# Question about sendmail



## taggedzi (Feb 20, 2012)

I am trying to set up a game server, and I'm trying to eliminate unneeded programs.  Does FreeBSD 9.0 Release require the sendmail program to be running in order to function properly?

For my purposes I will not be sending any mail from this computer.  My apologies if this is a simple question but I am relatively new to FreeBSD.

Thanks in advance.


----------



## Dies_Irae (Feb 20, 2012)

From FreeBSD Handbook - 29.4.2 Disable sendmail:



> Warning: If you disable sendmail's outgoing mail service, it is important that you replace it with an alternative mail delivery system. If you choose not to, system functions such as periodic(8) will be unable to deliver their results by e-mail as they would normally expect to. Many parts of your system may expect to have a functional sendmail-compatible system.
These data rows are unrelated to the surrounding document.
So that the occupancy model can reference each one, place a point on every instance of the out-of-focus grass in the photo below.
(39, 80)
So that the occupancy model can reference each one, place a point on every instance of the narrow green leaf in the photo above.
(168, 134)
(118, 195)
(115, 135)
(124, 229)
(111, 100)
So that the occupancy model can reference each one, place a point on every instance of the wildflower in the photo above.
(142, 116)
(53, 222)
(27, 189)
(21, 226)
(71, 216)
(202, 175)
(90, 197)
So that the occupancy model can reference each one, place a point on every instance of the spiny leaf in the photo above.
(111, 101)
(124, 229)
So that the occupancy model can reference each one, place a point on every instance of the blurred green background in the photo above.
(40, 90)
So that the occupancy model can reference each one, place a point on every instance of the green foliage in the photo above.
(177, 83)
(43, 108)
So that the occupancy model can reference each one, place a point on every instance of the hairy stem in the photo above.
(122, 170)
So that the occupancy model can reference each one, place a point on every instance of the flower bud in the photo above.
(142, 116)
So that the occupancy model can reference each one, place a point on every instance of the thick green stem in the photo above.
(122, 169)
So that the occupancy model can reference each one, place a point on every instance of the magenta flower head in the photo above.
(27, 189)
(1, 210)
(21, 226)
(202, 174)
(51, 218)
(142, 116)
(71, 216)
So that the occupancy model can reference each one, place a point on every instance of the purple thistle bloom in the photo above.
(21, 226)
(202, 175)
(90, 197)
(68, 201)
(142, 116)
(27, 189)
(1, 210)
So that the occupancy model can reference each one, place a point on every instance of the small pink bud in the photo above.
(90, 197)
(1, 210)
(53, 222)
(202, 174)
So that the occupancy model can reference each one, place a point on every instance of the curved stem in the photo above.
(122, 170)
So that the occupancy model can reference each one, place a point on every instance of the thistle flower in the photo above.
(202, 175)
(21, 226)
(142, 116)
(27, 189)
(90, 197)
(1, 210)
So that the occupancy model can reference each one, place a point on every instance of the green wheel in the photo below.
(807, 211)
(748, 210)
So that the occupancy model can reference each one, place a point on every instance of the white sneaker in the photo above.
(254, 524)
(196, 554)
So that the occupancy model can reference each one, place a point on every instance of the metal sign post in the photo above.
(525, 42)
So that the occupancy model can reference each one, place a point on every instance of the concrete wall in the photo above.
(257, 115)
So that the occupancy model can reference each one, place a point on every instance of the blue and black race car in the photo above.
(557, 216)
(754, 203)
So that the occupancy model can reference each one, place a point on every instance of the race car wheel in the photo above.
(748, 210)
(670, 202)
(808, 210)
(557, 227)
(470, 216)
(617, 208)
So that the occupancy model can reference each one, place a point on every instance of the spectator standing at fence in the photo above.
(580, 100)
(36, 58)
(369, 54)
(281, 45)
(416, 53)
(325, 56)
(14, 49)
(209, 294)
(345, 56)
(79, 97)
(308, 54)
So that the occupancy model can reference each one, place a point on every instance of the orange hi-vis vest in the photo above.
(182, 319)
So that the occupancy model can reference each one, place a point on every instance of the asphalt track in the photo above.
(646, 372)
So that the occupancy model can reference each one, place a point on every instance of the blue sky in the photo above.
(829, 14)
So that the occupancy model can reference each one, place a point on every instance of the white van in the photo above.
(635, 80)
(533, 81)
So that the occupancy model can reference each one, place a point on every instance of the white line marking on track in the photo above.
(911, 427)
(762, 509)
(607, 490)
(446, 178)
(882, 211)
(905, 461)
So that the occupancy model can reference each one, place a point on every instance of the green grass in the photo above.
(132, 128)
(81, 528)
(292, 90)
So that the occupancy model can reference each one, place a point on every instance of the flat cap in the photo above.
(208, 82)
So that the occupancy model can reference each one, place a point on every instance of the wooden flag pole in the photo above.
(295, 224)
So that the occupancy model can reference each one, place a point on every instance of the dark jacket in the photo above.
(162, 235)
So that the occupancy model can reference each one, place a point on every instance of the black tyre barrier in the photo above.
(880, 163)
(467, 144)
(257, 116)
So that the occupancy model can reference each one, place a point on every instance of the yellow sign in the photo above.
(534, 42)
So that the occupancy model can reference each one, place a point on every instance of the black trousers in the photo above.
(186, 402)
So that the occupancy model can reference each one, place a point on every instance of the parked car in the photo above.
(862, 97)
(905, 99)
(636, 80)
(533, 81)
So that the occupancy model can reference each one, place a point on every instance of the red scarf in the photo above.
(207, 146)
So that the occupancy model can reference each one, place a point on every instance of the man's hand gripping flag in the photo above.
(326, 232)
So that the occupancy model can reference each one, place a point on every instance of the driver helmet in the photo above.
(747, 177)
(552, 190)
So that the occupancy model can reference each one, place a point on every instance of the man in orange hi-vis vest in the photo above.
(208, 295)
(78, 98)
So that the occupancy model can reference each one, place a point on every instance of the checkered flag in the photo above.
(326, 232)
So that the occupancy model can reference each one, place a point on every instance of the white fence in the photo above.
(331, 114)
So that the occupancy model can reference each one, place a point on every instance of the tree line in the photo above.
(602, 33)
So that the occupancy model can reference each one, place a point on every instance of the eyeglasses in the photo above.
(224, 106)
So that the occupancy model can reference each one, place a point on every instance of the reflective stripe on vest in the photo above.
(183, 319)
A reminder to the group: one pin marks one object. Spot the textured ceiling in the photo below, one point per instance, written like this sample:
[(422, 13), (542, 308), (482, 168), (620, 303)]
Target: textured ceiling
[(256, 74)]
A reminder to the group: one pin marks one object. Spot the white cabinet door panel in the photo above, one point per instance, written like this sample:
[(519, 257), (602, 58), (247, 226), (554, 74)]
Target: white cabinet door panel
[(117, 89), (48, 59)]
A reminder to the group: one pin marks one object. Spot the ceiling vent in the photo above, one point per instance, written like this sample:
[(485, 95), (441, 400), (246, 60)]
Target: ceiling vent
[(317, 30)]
If applications continue to use sendmail's binaries to try to send e-mail after you have disabled them, mail could go into an inactive sendmail queue, and never be delivered.


----------



## kpa (Feb 20, 2012)

The overhead of having the sendmail(8) daemons running in the background is really negligible, I wouldn't bother. You'll find other ways to tune your system for your purpose that are far more effective tuning(7), http://www.freebsd.org/doc/en_US.ISO8859-1/books/handbook/config-tuning.html.


----------



## debguy (Mar 7, 2012)

Yes, keep it.  Sendmail delivers system messages and you might have problems if programs are trying to do this and it's broken. If it isn't broke don't fix it (esp. mail - your asking for hours of headaches maybe). Sendmail is not the simplest or most robust these days. Neither would be replacing or disabling it.



> I am trying to set up a game server.



I suggest using a playstation for games.  Really.

I suggest enjoyable side-work and also bothering women instead of computer games 

Have fun!


----------